Les ministres de l'UE sur l'environnement discuteront de l'objectif lors d'une réunion à la mi-juillet avant un vote prévu sur l'approbation des mesures le 18 septembre.

Il ne deviendra loi que après que les législateurs de l'UE aient également signé sur la cible.

L'espoir de la Commission est que l'objectif de 2040 sera approuvé avant la Conférence du climat des Nations Unies (COP30) en novembre dans la ville nord-brésilienne de Belem.

Mais cela donne peu de temps aux négociations, qui ont été compliquées par un changement de droite et l'augmentation du scepticisme climatique dans de nombreux pays européens.

Le chef du climat de l'UE, Wopke Hoekstra, a passé des mois à traverser le bloc pour essayer de trouver un compromis.

Pour certains États, y compris la République tchèque, l'objectif de 90% n'est pas réaliste.

Pendant ce temps, d'autres, dont l'Italie et la Hongrie, s'inquiètent de la charge de décarbonisation de l'industrie lourde à un moment où l'Europe s'efforce de renforcer son industrie face à une concurrence féroce des États-Unis et de la Chine.

Le Premier ministre italien Giorgia Meloni a suggéré un objectif de 80% ou 85%, tandis que la France a exprimé des doutes sur la façon dont l'UE atteindra son objectif.

Le président français Emmanuel Macron veut des garanties pour la décarbonisation de l'industrie et le soutien à l'énergie nucléaire, la plus grande source de pouvoir en France.

Mais la commission peut compter sur le soutien d'autres pays, notamment l'Espagne et le Danemark, qui a repris la présidence en rotation de l'UE cette semaine.
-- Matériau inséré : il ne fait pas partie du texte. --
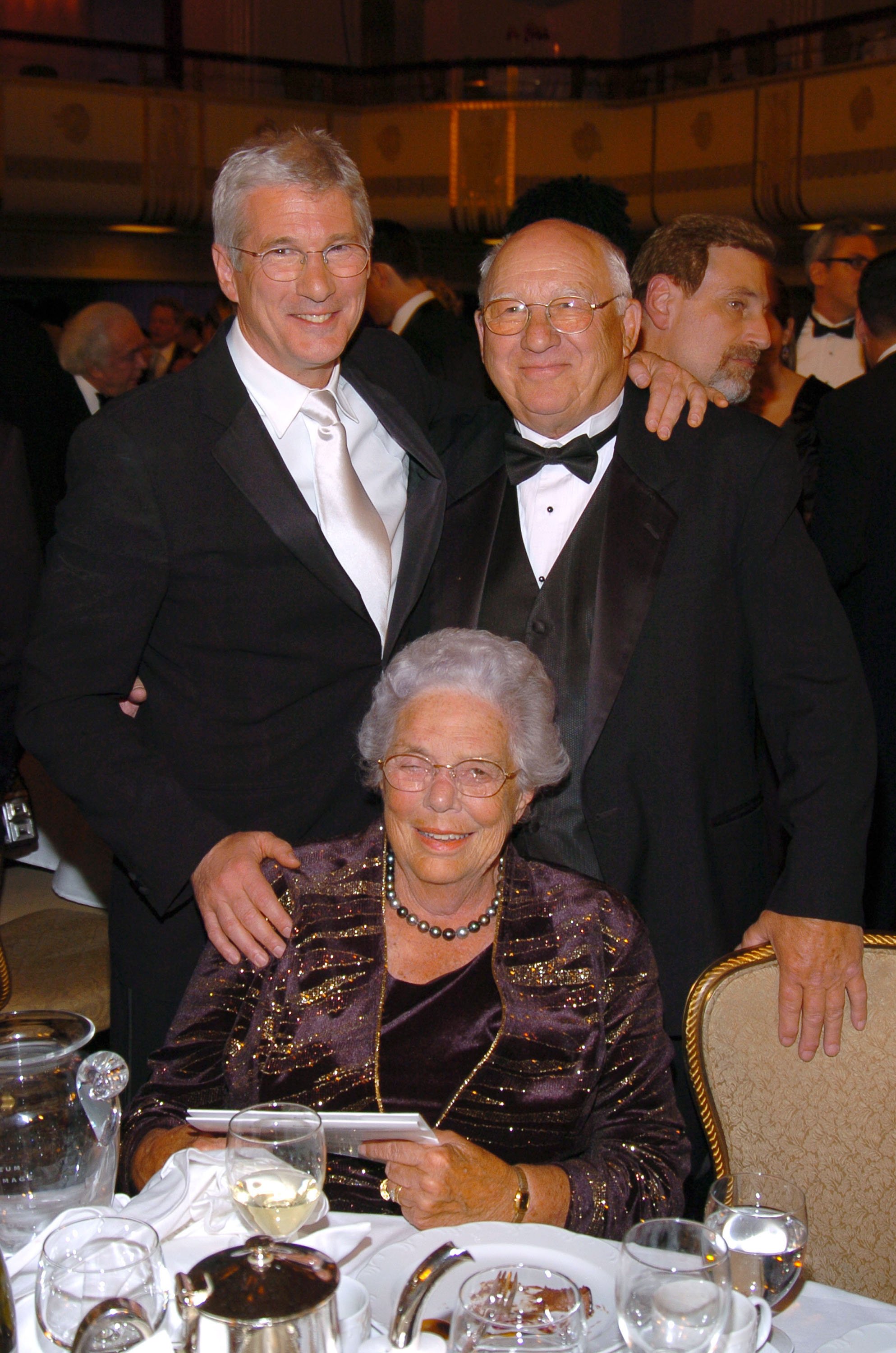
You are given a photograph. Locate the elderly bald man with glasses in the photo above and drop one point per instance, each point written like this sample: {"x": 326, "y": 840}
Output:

Et la «flexibilité» de 3% – qui reflète les demandes faites dans l'accord de coalition du nouvel gouvernement allemand – devrait aider à maintenir la puissance économique à bord.

En ce qui concerne les engagements internationaux de l'Europe, Macron a également souligné que le bloc est condamné à présenter une cible à mi-chemin pour 2035 à COP30 à Belem, et non à l'objectif 2040.

« Ne nous efforçons pas », a déclaré Macron aux journalistes la semaine dernière. « Si nous avons (une cible de 2040) pour Belem, génial, mais si cela prend plus de temps, prenons le temps », a-t-il déclaré.